Year 5 – Submission Complete

Yay. The end of my fifth year at the University Of Wolverhampton has seen its last taught week session and we are due to hand in all of the files ahead of the deadline in early May.

Part One – Dissertation

Version 17 of my diss consisted of 5250 words which is well inside the 5000 +/- 10% and is titled:

Does Photography Help Us Grieve? Loss, Memory, and the Disappearance of Place

It has taken many months of putting together, including research, reading, referencing, editing, re-reading, proof reading, creating a table of contents, a reference list and a bibliography.

The draft was submitted at Christmas time and the feed-forward from Gavin was utilised in the clean up and restructuring that I completed over the Easter break. More of that can be found here.

The last step was to convert the word document into a PDF file and prepared for upload by placing in my Submissions folder on my Uni Onedrive.

The dissertation accounts for 20% of the marks for this module for the whole year.

Part Two – Portfolio

The second file required is the Portfolio of images that might consist of the pictures I would have printed in the event that I had been exhibiting at the Degree Show. The tutors and course leaders have told us all that the portfolio should contain our best work. I like to think that mine does have these photos within.

There are 14 photos inside my portfolio file, these are a small selection of 2123 photos in my catalogue that are tagged with “Shirehall”. I could easily fill 50 slides with photos that I like from my shoots at the building, inside, outside and above it. Four of the photos in there are from my drones, two of them are scanned redscale negatives, and the rest are a mixture of digital photos from interiors and exteriors.

It has taken a long time to gather a large number of images together in my Lightroom catalogue in a collection, and then whittle them down into a smaller collection where it ended up as the 16, until I spoke with Gavin last week and asked him about two of the images that I didn’t think fitted in with the rest. I’ve chosen to have the backgrounds of the pages as a solid grey colour as it allows a shadow effect of the image, and each image is surrounded by a black small frame, as if I was using the unglazed frames that I prefer at the moment for these images.

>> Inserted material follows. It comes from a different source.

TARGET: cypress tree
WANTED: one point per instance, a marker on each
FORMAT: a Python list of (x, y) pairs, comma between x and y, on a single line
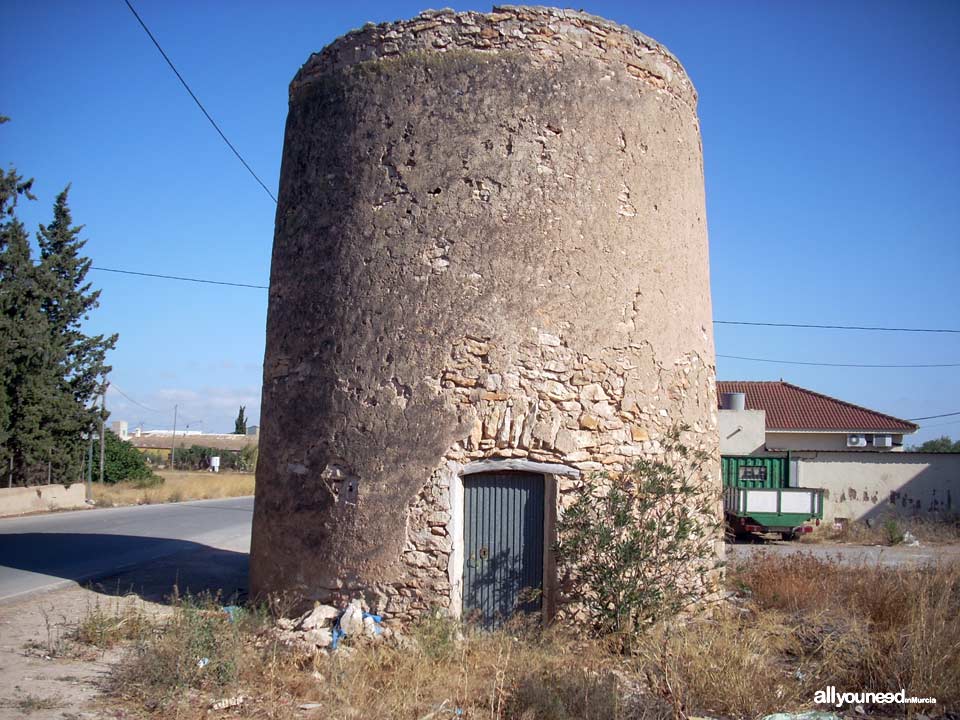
[(24, 342), (80, 360), (50, 371)]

With a front page containing a shot of one photo and then my name and the title of the project, and then no other visible words within the slides. I made notes in the footnotes of each slide but these won’t transfer into the PDF file.

Part Three – Reflective Journal

You’re reading my Reflective Journal, it’s an online wordpress blog. So how am I submitting that? Well, an easy way to submit it so that the course staff can see the relevant parts are to create a list of Semesters and Weeks in those semesters, then by the side of each I add a line saying what a post is about then change it to a hyperlink so that the lecturer can click the link to be instantly transported to the blog post.

The blog is my journal and I update it after every week in the uni, every review, every tutorial, every talk, every practical lesson, every shoot, every negative scanning session, every printing session, well you get the idea. It even contains trips that I take that are based around photography and whilst some of these are relevant to the project or the course in general, many are not, apart from the inspiration they give me. I will create many posts for these trips too but might not include them in the list of links to the journal.

I also separately called out the artists I researched for the year in a separate list as this is mentioned in the Learning Objectives, and rather than the lecturer or marker having to read through the posts to find the references to the artists I have this list.

With this document in a word format I create a copy as a PDF and then move this into the Submissions folder, ahead of the final upload.

The Final Upload

Once the three documents were converted into PDFs and stored in my OneDrive Submissions folder I open the Assignment labelled Coursework in Canvas and then upload the files required. Once they’re uploaded I press the submit button and hey presto! that’s it. I am complete.

Now it’s time to get on with more photography, over the summer break that might inspire me to find a different subject to focus on for the next academic year. Cheers!